Loan data analysis
Loan Data
This dataset consists of data from almost 10,000 borrowers that took loans with some paid back and others still in progress. It was extracted from lendingclub.com which is an organization that connects borrowers with investors.
Understand your data
Variable | class | description |
---|---|---|
credit_policy | numeric | 1 if the customer meets the credit underwriting criteria; 0 otherwise. |
purpose | character | The purpose of the loan. |
int_rate | numeric | The interest rate of the loan (more risky borrowers are assigned higher interest rates). |
installment | numeric | The monthly installments owed by the borrower if the loan is funded. |
log_annual_inc | numeric | The natural log of the self-reported annual income of the borrower. |
dti | numeric | The debt-to-income ratio of the borrower (amount of debt divided by annual income). |
fico | numeric | The FICO credit score of the borrower. |
days_with_cr_line | numeric | The number of days the borrower has had a credit line. |
revol_bal | numeric | The borrower’s revolving balance (amount unpaid at the end of the credit card billing cycle). |
revol_util | numeric | The borrower’s revolving line utilization rate (the amount of the credit line used relative to total credit available). |
inq_last_6mths | numeric | The borrower’s number of inquiries by creditors in the last 6 months. |
delinq_2yrs | numeric | The number of times the borrower had been 30+ days past due on a payment in the past 2 years. |
pub_rec | numeric | The borrower’s number of derogatory public records. |
not_fully_paid | numeric | 1 if the loan is not fully paid; 0 otherwise. |
Load packages
# install.packages('ggridges')
# install.packages('patchwork')
# install.packages('gt')
# install.packages('xgboost')
# install.packages('ranger')
# install.packages('vip')
# install.packages('usemodels')
# install.packages('GGally')
# install.packages('doParallel')
# install.packages('glmnet')
library(skimr)
library(tidyverse)
library(tidymodels)
library(scales)
library(ggridges)
library(patchwork)
library(gt)
library(xgboost)
library(ranger)
library(vip)
library(usemodels)
library(GGally)
library(glmnet)
doParallel::registerDoParallel()
theme_set(theme_light())
Load the Data
loans <- readr::read_csv('loans.csv.gz')
Exploratory data analysis
As a strong visual learner, it helps me to see the data in both table and plot formats.

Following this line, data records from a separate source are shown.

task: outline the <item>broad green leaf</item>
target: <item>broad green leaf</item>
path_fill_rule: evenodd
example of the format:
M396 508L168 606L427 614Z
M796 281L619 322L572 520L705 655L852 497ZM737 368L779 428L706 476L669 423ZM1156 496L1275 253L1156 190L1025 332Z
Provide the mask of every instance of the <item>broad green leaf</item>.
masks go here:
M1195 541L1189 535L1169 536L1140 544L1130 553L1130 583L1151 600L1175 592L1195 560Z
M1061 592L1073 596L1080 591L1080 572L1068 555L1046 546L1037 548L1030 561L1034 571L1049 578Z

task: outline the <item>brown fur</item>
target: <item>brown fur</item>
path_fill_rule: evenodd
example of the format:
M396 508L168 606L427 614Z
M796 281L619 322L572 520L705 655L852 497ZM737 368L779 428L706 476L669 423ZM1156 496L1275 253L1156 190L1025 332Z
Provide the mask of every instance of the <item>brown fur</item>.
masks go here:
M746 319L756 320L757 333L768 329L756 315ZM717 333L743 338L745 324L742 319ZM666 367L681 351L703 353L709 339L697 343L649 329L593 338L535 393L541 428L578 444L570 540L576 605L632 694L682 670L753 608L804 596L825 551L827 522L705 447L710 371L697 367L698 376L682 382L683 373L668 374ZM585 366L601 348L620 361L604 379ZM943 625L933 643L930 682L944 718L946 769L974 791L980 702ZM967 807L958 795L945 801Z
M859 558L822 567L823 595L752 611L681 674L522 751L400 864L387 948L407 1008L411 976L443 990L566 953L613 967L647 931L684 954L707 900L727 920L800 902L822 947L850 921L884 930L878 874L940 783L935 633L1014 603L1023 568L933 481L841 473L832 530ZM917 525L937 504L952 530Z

Let’s get started by looking at a few the summary statistics generated from the skimr::skim()
combined with summary()
. I will also use glimpse()
to get a concise view of the data names, data types and the first few entries.
loans %>%
skim() %>%
select(-(numeric.p0:numeric.p100)) %>%
select(-(complete_rate)) %>%
summary()
Name | Piped data |
Number of rows | 9578 |
Number of columns | 14 |
_______________________ | |
Column type frequency: | |
character | 1 |
numeric | 13 |
________________________ | |
Group variables | None |
loans %>%
glimpse()
## Rows: 9,578
## Columns: 14
## $ credit_policy <dbl> 1, 1, 1, 1, 1, 1, 1, 1, 1, 1, 1, 1, 1, 1, 1, 1, 1, 1…
## $ purpose <chr> "debt_consolidation", "credit_card", "debt_consolida…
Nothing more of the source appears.